Nonfiction reading requires all the strategies needed for fiction reading – and more. Although HIP publishes only novels, we recognize the importance of nonfiction reading. That’s why we include a nonfiction article in every teacher’s guide to complement the content of the novel and activate background knowledge.
HIP Teacher’s Guides may be purchased individually or as part of a discounted collection. Teacher’s Guides are offered free with the purchase of six or more copies of a single title.
Get HIP to Nonfiction: A Quick and Easy Previewing Strategy
Nonfiction text is usually full of dense information and unfamiliar concepts.

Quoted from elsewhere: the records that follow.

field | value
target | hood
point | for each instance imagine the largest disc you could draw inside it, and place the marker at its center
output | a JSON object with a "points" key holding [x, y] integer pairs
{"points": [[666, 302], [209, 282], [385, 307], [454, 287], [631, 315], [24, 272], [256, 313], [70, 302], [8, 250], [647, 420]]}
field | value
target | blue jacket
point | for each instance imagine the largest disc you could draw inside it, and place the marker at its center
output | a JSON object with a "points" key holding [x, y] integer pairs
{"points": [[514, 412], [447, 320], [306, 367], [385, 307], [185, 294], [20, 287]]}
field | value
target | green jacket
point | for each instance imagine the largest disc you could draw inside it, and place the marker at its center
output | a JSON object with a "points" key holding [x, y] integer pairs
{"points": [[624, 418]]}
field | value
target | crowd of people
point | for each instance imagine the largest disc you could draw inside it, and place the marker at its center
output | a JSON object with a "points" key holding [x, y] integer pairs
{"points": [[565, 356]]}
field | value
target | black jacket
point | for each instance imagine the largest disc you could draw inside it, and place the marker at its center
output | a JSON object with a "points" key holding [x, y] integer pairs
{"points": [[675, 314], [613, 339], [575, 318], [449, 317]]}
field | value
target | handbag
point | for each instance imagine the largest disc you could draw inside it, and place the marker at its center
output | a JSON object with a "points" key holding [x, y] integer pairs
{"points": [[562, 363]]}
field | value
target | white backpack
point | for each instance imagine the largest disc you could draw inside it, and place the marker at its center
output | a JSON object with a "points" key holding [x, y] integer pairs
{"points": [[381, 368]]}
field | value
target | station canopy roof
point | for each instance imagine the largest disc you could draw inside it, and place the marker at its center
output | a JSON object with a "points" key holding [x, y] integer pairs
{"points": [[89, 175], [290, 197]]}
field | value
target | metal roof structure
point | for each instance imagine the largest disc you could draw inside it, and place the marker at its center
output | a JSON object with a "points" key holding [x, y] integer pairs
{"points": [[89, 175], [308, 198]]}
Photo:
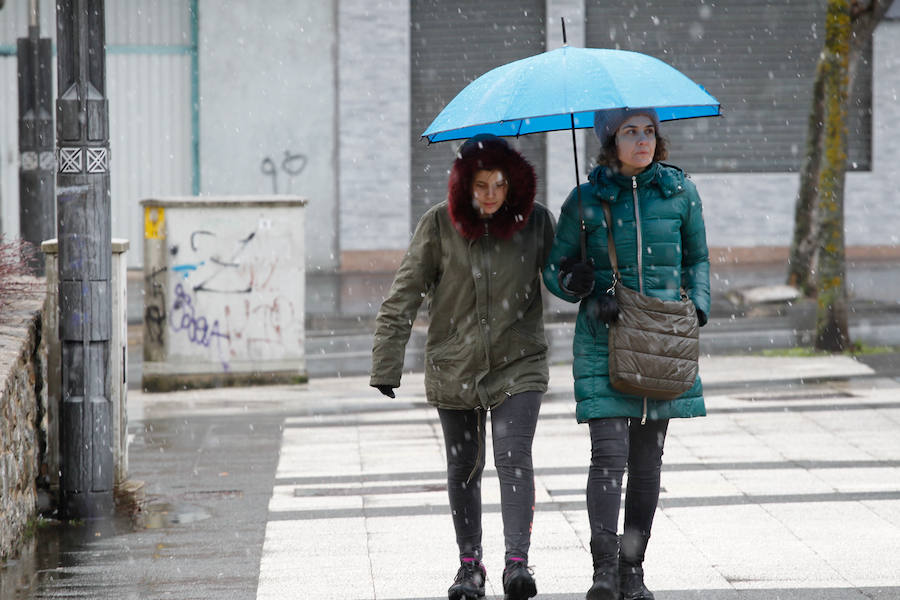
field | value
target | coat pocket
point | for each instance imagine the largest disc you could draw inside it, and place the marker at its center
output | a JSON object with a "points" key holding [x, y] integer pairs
{"points": [[446, 366], [516, 344]]}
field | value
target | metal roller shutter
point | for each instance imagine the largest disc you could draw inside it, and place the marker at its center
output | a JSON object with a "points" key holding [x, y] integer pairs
{"points": [[453, 43]]}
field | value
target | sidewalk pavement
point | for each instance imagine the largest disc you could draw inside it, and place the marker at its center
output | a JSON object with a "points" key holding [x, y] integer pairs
{"points": [[789, 488]]}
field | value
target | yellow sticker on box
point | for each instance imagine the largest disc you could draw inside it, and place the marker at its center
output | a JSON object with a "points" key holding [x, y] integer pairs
{"points": [[154, 222]]}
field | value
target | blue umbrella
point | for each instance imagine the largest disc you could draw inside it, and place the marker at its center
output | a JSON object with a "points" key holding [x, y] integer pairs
{"points": [[562, 88]]}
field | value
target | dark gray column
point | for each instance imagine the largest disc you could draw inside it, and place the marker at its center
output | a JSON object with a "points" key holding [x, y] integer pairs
{"points": [[83, 225], [37, 167]]}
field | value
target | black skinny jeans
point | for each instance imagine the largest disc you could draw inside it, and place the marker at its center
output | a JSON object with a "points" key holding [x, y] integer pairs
{"points": [[512, 429], [615, 444]]}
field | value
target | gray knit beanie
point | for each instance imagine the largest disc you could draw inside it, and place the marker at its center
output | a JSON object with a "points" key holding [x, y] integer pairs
{"points": [[607, 122]]}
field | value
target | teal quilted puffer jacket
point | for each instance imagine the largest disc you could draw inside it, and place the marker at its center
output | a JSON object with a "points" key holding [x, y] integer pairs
{"points": [[661, 248]]}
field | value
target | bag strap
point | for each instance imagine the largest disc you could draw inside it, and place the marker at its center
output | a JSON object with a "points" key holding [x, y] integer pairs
{"points": [[611, 246]]}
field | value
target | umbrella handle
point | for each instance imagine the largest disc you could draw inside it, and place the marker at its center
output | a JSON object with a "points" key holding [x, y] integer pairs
{"points": [[583, 232]]}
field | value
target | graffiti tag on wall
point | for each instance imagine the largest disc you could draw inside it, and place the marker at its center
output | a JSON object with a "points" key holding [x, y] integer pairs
{"points": [[233, 291]]}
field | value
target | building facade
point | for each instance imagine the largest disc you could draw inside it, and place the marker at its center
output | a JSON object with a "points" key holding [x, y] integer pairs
{"points": [[327, 100]]}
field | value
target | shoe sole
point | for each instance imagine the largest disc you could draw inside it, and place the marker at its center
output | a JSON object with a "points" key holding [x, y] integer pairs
{"points": [[521, 590], [465, 595]]}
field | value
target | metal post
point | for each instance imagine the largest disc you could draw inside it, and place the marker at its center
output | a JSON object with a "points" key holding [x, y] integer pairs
{"points": [[37, 202], [83, 223]]}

PREVIEWING the text helps students get an overview of the content, determine what’s important in the reading, and get their brains ready to read (in other words, taking a stance as a reader).
An easy previewing strategy is to look at the Headings (subtitles), Introduction (or opening paragraph) and Pictures (images, charts and tables) in the section of text.
MAPPING THE PAGE
Navigating nonlinear text can be challenging for readers because it is not intended to be read top to bottom and left to right. Mapping the page teaches them to highlight every chunk of information to ensure that they don’t miss key details.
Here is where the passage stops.